I did speak to her briefly a little bit earlier today, she is taking my D9 to the dentist, so we discussed this briefly, and also a bit about a dustup with my S14 that occurred last night. This has been a point of contention between us, regardless of any other issues. W took him to lunch today and talked. S14 is frustrated with inconsistencies he sees in me. I tell him to speak respectfully to W, yet I don't, ie; I've argued with her, or raised my voice in the past to her. S14 told W that I will tell him do one thing while doing another. Something that came up, W said, "I didn't baby him". I have accused her of babying him in the past after I have corrected him. I realize now she didn't baby him, she listened to him and told him that although she was there for him, he still had to do what was right and listen to me. So I told her that I know she wasn't babying him and I had been wrong about that. I told her it was great that he can talk to her and feels safe saying anything he wants to her, even if it is about us. Another issue that came up was Saturday he spent the night at a friends then didn't do his chores as I asked on Sunday. I was miffed and let him know that he was grounded yet I let him go, then he says thanks by not doing chores?! At the time, W said in front of him, you shouldn't have let him go, if he is grounded he is grounded. I was ticked that she said that in front of him. I felt that we should have a unified front in front of him and then discuss it later. W brought up the grounding thing again during our phone conversation as part of the inconsistency issue. I thought a minute and decided to say the exact opposite of what I really wanted to say. I said, 'you're right. I was inconsistent. If I waffle on him being grounded, what reason does he have to believe I won't waffle on when or if he gets his chores done". W continued to talk about how S14 needs more direction from me, consistency, that I can't let him go do something just because it sounds like fun, when he is grounded or has homework. I agreed and told her that I'm definitely going to focus on being more consistent when it comes to discipline with S14. Even handed and consistent is better than extremes of hard and soft. Which is something she has been saying for a while. Of course, she had no problem reminding me that she has been telling me that forever. I knew that was coming so I said, 'I know, I value your thoughts and am working to put it into practice'.

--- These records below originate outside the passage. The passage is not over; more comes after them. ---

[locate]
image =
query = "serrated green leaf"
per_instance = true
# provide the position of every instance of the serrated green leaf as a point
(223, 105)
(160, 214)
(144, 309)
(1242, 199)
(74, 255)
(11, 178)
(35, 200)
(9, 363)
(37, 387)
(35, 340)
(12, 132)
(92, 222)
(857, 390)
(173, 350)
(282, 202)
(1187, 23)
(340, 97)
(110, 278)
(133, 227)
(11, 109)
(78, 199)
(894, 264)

Overall, this conversation was a hard pill to swallow. Again, it was over the phone, so no eye contact or body language to help me validate here. I agreed with her, told her that she and he have a good points and I will make it right. I probably shouldn't have but I did say that I haven't raised my voice or been disrespectful to her in a long time. W said that's true but that is something he brings up even though it hasn't happened recently. As much as it hurt, I agreed with her that his points were valid and I will talk to him later. I sent him a text letting him know we'll go grab a coke or something later tonight and hang a little bit.

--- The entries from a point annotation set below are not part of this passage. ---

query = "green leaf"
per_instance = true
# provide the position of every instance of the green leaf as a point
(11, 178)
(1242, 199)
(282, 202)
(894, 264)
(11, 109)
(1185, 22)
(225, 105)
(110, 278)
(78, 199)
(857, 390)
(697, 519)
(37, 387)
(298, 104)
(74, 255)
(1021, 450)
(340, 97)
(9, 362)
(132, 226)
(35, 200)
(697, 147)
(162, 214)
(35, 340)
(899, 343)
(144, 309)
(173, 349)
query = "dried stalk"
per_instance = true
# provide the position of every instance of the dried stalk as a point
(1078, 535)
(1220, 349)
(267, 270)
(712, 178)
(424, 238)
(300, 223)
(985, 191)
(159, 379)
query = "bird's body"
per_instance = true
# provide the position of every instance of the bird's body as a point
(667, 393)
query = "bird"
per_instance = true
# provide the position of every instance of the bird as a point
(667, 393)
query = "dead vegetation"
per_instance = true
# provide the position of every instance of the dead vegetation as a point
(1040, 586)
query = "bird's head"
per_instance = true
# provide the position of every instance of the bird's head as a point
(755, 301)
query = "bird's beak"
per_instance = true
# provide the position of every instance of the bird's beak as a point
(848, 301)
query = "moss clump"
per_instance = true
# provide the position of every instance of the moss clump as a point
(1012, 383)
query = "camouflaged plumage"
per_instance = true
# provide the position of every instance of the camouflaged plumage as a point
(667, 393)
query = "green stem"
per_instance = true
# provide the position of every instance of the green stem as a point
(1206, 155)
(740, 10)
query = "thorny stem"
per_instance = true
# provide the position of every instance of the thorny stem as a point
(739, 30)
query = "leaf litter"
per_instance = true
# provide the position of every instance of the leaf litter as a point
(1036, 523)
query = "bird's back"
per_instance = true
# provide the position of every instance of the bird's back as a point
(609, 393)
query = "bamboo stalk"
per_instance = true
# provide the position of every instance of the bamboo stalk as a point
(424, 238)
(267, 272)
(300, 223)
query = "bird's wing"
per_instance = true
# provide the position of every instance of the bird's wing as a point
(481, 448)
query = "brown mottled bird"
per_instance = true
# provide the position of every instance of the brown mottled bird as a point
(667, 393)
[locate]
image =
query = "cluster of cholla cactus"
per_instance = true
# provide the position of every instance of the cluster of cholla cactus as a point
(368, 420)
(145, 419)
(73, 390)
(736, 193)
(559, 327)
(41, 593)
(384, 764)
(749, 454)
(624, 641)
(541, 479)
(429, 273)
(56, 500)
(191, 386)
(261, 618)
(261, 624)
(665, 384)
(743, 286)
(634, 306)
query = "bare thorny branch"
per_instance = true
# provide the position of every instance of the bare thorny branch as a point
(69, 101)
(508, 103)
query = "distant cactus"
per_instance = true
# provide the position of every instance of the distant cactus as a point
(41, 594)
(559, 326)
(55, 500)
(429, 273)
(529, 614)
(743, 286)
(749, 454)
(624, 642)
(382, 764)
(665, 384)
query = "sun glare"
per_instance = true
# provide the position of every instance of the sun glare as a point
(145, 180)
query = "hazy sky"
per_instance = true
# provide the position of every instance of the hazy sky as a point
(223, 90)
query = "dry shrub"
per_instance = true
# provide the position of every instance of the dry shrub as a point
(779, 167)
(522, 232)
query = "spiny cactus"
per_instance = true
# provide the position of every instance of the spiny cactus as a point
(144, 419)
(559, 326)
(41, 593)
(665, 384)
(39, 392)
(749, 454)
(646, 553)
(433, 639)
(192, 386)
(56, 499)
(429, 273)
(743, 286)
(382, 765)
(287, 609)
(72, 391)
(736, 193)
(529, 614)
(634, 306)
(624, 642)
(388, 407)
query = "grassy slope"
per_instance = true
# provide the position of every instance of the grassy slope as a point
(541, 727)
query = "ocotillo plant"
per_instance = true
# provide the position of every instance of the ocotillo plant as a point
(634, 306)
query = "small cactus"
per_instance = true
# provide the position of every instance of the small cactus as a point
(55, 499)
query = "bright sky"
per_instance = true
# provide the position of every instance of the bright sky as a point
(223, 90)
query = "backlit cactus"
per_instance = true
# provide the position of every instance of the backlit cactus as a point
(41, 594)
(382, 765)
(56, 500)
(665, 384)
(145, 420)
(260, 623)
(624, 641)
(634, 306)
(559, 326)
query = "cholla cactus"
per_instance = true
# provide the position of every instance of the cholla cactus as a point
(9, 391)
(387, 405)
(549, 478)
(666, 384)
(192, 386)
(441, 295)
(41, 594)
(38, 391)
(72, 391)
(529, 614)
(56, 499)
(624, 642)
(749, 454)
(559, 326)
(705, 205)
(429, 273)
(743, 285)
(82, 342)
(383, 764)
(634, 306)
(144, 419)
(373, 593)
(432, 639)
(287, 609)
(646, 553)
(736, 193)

This part of it is the challenge right now. One side of me, the part that wants to bail and feels self-righteous in walking away, wants to defend myself. To say that I only raised my voice when you did, I was only disrespectful when you were. The bigger side of me that wants to save myself and everything else, says to put ego aside, look at what's true and work to correct it. The desire to defend myself is so automated at this point, I have to slow down, take a breath before I answer but it seems to be a more productive route to take.
Definitely a 180 and putting an end to more of the same..., at least in this area.